A year ago Steve was even prepared to leave it to others to work out the finer points of working sintered and porcelain surfaces, but he has now decided he was going to get left behind if he did not include them in his repertoire. And if they turn out to be as good for business as quartz has been, they will make a major contribution towards the future expansion of Marble Ideas.
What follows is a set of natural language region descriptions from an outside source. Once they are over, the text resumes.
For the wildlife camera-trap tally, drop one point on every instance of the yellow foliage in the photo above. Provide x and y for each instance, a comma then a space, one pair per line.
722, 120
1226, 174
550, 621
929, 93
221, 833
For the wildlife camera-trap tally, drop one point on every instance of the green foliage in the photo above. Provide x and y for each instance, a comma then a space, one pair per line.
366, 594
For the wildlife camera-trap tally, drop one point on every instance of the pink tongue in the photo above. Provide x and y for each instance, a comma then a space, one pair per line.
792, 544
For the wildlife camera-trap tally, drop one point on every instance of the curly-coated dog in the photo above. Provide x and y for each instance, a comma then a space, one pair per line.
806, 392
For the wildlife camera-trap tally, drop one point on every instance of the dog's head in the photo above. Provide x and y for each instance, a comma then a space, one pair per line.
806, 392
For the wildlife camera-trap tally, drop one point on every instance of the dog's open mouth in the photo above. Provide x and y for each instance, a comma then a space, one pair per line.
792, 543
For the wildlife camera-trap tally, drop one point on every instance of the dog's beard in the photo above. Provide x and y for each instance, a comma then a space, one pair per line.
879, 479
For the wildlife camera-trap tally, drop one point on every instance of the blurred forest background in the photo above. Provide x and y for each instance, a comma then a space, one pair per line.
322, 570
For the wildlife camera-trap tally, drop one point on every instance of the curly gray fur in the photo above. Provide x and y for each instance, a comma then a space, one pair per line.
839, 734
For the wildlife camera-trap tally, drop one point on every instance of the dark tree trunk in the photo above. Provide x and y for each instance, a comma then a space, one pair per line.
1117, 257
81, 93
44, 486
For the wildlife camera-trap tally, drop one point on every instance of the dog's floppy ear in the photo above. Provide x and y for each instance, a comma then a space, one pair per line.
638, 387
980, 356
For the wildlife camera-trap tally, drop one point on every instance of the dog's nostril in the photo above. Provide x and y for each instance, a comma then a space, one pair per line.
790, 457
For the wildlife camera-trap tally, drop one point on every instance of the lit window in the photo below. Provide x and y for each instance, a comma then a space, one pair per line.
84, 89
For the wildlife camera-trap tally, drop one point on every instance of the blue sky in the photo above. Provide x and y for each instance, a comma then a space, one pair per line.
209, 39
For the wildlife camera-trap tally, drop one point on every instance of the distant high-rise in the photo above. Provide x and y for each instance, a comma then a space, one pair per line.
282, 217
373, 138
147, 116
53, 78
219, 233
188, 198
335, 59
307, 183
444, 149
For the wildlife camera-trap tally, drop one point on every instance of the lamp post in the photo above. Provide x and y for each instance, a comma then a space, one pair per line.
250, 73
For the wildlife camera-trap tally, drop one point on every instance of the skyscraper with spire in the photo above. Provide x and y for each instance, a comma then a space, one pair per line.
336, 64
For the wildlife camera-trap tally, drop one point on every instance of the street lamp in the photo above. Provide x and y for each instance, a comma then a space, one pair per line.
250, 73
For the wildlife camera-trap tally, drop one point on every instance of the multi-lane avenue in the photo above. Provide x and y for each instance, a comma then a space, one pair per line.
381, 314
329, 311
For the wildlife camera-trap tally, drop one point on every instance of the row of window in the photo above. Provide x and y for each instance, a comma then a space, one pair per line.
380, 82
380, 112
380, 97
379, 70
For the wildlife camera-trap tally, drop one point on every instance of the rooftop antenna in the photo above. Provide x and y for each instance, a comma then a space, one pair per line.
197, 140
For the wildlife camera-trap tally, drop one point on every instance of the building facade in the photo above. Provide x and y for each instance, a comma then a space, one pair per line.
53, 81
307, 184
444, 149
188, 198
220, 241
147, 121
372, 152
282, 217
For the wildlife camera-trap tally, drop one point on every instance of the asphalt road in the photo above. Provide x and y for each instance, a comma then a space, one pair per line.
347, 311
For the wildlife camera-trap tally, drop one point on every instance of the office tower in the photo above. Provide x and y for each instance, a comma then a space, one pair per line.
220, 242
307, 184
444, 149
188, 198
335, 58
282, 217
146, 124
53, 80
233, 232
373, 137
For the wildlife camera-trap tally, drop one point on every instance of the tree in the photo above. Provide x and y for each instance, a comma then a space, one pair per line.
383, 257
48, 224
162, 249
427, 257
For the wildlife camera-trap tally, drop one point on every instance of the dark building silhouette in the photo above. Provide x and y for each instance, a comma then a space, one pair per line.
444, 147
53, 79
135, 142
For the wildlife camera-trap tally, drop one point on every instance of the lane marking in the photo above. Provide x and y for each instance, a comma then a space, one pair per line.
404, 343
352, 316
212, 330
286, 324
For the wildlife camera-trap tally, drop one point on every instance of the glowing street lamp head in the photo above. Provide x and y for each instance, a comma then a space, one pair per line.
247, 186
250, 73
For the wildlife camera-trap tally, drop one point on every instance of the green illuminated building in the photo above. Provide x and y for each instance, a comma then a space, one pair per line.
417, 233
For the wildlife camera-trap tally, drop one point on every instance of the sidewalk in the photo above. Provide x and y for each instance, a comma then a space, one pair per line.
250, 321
The majority of Stone Idea’s work has moved away from natural granite to engineered quartz, particularly Cosentino’s Silestone. Steve can see increasing demand for the new and quickly expanding range of man-made products, especially as more colours become available. Once again, it is Cosentino’s product, Dekton, that Marble Ideas favours. “It’s a question of learning the best way of processing it,” says Steve, who went to France with Cosentino to see how it was being fabricated there. He says he has not yet used a lot of it, but has had no problems with it.

As for Silestone, he is particularly enthusiastic about the new Eternal Marquina. “We have done a few reception desks in natural Marquina but if we could go the quartz route instead that would be fantastic.” He feels the same about Calacatta. Customers like the look but they don’t like the vulnerability of the material. If the look can be achieved without that vulnerability customers get a better deal, says Steve. “We have all started from the natural side but technology has taken over.”

Marble Ideas is one of Cosentino’s ‘Platinum’ fabricators and Steve says: “90% of everything we buy is from Cosentino.” “You have their 25-year guarantee, and their support and back-up is second to none. We’re very pleased with them.”

The expansion at Marble Ideas over the years has been steady rather than explosive. It continues on a manageable trajectory that Steve is happy to maintain. The company employs 35 people and the premises in Langley do not seem so big now all the new machinery has been installed, although there are no plans to move. The machinery so far installed has trebled the company’s production capability.

Inevitably there is some measure of uncertainty over how Brexit will pan out but so far, says Steve, the market seems strong. “We have a lot of enquiries; it looks onwards and upwards as we head into the next 25 years.”